Cerca de 50 mil pessoas visitam 8ª Feira Internacional da Amazônia

MANAUS – A 8[ edição da Feira Internacional da Amazônia (Fiam) encerrou no último final de semana na Plenária do Studio 5. Foram 50 mil visitantes em quatro dias de evento. A feira, considerada a maior vitrine para divulgação de produtos, serviços e oportunidades de negócios na Região Amazônica, contou com 400 estandes de vários segmentos. 
De acordo com a titular da Superintendência da Zona Franca de Manaus (Suframa), o evento fechou com chave de ouro e gerou oportunidade para vários empresários amazonenses. “Nós estamos otimistas com o resultado. Existe um ambiente de satisfação por parte das pessoas que participaram do evento. Valeu a pena realizar a feira mesmo com todos os problemas financeiros que estão tomando de conta do país. Porém, a nossa iniciativa trouxe bons frutos para o Amazonas”, afirmou.
Expositores mostraram novos projetos para o público. Foto: Reprodução/Amazonsat
A programação da feira foi ampla e atingiu diversos segmentos, com destaque para as rodadas de negócios, espaço para exposição de novas tecnologias do Polo Industrial de Manaus (PIM), área para divulgação e comercialização de produtos regionais e jornada de seminários científicos destinados à ampliação de conhecimentos sobre problemáticas da sociedade amazônica.Quem visitou a feira se impressionou com a quantidade de empresas e empresários que estavam anunciando seus produtos. O estande da Universidade Estadual do Amazonas (UEA) chamou a atenção do público. Eles levaram jogos que foram desenvolvidos pelos alunos. “Nosso principal objetivo é mostrar para os alunos como funciona o mundo do empreendedorismo, porque além deles desenvolverem os games, precisam também ter noção de negócios e gerenciar seus projetos”, contou o coordenador da área de jogos da UEA, Julcimar Júnior. 
Empresários e empresas participam da feira. Foto: Reprodução/Amazon Sat

Regional

Os produtos regionais também ganharam espaço na feira. O técnico agropecuário do Instituto de Desenvolvimento Agropecuário e Florestal Sustentável do Estado do Amazonas (Idam), Luís Antônio, mostrou para as pessoas os produtos desenvolvidos a partir do guaraná. “Temos auqi o resultado que a pesquisa nos dá. A gente trabalha com toda a cadeia produtiva do guaraná. O legal é que nós estamos em plena safra que segue até fevereiro de 2016”, contou. O Exército Brasileiro levou para a feira os equipamentos utilizados pelos soldados durante as operações feitas na selva amazônica. “É uma forma de aproximar as pessoas do exército. Esses equipamentos são essenciais para as operações feitas na área de floresta, porque a comunicação em certas partes é muito difícil”, revelou o sargento Brendo, do 1º Batalhão de Comunicação de Selva. 
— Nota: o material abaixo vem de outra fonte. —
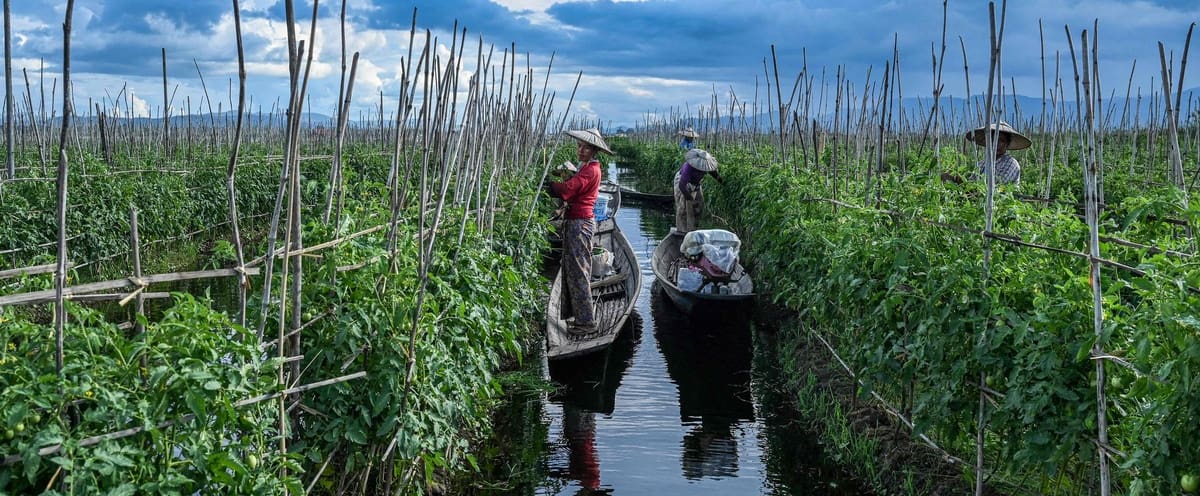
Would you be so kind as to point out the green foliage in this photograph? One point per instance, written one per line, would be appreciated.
(178, 381)
(922, 314)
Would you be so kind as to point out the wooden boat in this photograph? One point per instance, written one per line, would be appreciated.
(669, 260)
(661, 199)
(612, 297)
(589, 382)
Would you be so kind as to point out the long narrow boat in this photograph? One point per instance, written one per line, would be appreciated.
(612, 297)
(669, 260)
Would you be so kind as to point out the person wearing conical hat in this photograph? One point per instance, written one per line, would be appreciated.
(689, 137)
(688, 192)
(1008, 169)
(580, 192)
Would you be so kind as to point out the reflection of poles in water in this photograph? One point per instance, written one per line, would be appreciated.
(580, 429)
(709, 449)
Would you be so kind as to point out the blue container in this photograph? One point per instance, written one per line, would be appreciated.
(601, 208)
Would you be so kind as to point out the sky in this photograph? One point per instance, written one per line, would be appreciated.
(640, 59)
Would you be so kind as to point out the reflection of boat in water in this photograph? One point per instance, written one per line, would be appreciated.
(591, 381)
(709, 363)
(587, 386)
(659, 199)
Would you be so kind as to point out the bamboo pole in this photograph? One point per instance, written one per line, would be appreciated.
(9, 105)
(244, 280)
(1091, 197)
(60, 276)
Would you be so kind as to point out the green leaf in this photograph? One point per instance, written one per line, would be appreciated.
(196, 402)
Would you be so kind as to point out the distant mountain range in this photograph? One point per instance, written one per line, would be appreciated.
(221, 119)
(1021, 112)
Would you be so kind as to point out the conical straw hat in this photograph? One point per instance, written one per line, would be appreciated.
(1019, 141)
(701, 160)
(591, 136)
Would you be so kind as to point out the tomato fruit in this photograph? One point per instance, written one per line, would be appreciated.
(1189, 482)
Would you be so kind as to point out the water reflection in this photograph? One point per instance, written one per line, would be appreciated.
(709, 363)
(587, 386)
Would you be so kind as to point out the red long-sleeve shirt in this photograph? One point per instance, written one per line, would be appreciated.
(580, 192)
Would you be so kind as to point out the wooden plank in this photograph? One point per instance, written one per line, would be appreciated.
(610, 280)
(119, 284)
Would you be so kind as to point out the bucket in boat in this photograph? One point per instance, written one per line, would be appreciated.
(601, 208)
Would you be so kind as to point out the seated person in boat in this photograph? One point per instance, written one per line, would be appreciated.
(688, 191)
(580, 192)
(562, 173)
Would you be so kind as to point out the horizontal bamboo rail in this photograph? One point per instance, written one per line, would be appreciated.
(119, 284)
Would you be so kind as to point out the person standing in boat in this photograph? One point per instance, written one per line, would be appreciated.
(1008, 171)
(688, 191)
(689, 137)
(580, 192)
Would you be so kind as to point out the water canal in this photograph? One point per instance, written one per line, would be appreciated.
(676, 406)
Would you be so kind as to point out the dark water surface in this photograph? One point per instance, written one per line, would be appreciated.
(677, 406)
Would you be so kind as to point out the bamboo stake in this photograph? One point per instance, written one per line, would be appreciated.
(60, 276)
(244, 280)
(9, 105)
(1091, 196)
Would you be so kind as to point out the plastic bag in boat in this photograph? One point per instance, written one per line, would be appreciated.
(690, 279)
(719, 246)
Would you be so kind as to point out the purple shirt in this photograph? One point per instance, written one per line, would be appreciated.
(689, 174)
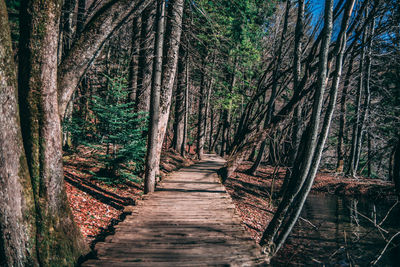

A Amazônia Internacional também participou da Feira e os produtos chamaram a atenção do visitantes. “É a primeira vez que participamos do evento e ficamos surpresos com o resultado. Logo, no primeiro dia de feira conseguimos vender bastante, no terceiro já estávamos com o estoque quase vazio. Acho que deu certo. Por isso, queremos investir no mercado de Manaus e trazer as roupas de algodão peruano”, contou o empresário Luís Rivera.